Locke threw seven innings and matched a season best with seven strikeouts, doing so without walking a batter. Three of the six hits he allowed came in the first inning, and even on Yelich's homer, catcher Russell Martin said, "it wasn't over the middle of the plate. You have to give some credit to the hitter, no question."
The 26-year-old Locke was pleased with his outing because he got stronger as the game went along. His manager shared those sentiments.
"It's as well as he's pitched all year, from the end of the third through the seventh," Clint Hurdle said. "All his pitches were working."
A big first inning from the Bucs' bats allowed Locke to pitch with the lead the rest of the game. The first four Pirates who stepped to the plate against Marlins starter Tom Koehler came around to score.
Josh Harrison -- who went 3-for-4 and extended his hitting streak to 10 games -- started the frame with a double down the third-base line. Koehler then loaded the bases with walks to Gregory Polanco and Martin, and Ike Davis gave the Pirates the lead with a ground-rule double.
"It was nice to answer back after they scored the first run in the first inning," Martin said. "Our starters appreciate it. It gives us a little breathing room."
Like Locke, Koehler settled down as the game progressed. He allowed just two hits in his final five innings and had a stretch in which he retired 10 of 11 hitters. But the one poor inning was enough for Koehler to pick up his eighth loss.

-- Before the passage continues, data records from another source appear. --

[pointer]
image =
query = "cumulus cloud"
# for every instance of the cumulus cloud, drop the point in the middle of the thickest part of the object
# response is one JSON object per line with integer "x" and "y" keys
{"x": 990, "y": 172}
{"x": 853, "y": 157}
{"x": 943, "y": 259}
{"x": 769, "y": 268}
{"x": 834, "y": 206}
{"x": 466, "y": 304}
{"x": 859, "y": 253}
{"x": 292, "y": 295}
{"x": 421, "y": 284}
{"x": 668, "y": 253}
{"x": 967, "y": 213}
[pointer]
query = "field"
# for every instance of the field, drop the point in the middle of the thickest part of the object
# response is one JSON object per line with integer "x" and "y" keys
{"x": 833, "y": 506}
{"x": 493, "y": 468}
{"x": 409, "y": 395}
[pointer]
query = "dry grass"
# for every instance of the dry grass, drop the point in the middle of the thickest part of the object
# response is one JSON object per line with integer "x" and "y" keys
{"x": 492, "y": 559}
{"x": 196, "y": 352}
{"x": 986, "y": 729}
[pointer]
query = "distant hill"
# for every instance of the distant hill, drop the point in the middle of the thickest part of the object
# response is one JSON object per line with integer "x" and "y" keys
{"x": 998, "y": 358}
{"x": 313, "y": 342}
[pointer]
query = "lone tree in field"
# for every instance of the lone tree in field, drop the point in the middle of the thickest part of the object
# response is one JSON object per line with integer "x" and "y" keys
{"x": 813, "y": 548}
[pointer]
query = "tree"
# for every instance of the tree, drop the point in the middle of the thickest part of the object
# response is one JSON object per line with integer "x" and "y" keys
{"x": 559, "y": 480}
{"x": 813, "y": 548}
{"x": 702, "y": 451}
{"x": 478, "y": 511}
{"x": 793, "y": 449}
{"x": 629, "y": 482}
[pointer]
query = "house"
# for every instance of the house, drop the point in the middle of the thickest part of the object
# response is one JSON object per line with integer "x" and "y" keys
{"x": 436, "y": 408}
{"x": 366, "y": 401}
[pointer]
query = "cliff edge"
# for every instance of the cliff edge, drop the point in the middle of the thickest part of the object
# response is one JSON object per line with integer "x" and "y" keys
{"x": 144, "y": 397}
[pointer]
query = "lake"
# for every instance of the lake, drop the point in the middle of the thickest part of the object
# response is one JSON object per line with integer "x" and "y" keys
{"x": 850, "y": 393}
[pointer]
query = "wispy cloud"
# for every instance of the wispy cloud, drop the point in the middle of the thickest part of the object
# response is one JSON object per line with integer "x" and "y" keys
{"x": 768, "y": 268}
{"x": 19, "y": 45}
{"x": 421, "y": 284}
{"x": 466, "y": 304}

"They're a very good fastball-hitting club," the righty said. "Any time you walk two guys in one inning and give up a double, it's going to end up being a tough inning."
Once the Pirates got the Marlins' bullpen, their offense woke back up.
Their three-run seventh inning started with a one-out single by none other than Locke, who got the at-bat due to a slim bench. Three batters later, Martin sent an RBI single to left-center off reliever Mike Dunn, and pinch-hitter Gaby Sanchez followed with a two-run double.
The Pirates made the most of their opportunities. In the two innings they scored, they had seven hits and 11 men on base. In the six innings they didn't, they had two hits and three baserunners.
"It always plays better when you can put up crooked numbers," Hurdle said. "We got good at-bats from start to finish in the first. Guys hit the ball that was pitched, we had good looks, we capitalized on the two walks. And later on, Russell sparked us and Gaby was able to put one over [right fielder Giancarlo] Stanton's head."
Pittsburgh's relievers picked up where Locke left off. After being unavailable Tuesday, Tony Watson tossed a perfect eighth with two strikeouts.
Mark Melancon threw a scoreless ninth, allowing a two-out single to Marcell Ozuna. The hit gave the Marlins their first baserunner since Jeff Baker singled against Locke in the third and snapped a streak of 18 consecutive outs for Pirates pitchers.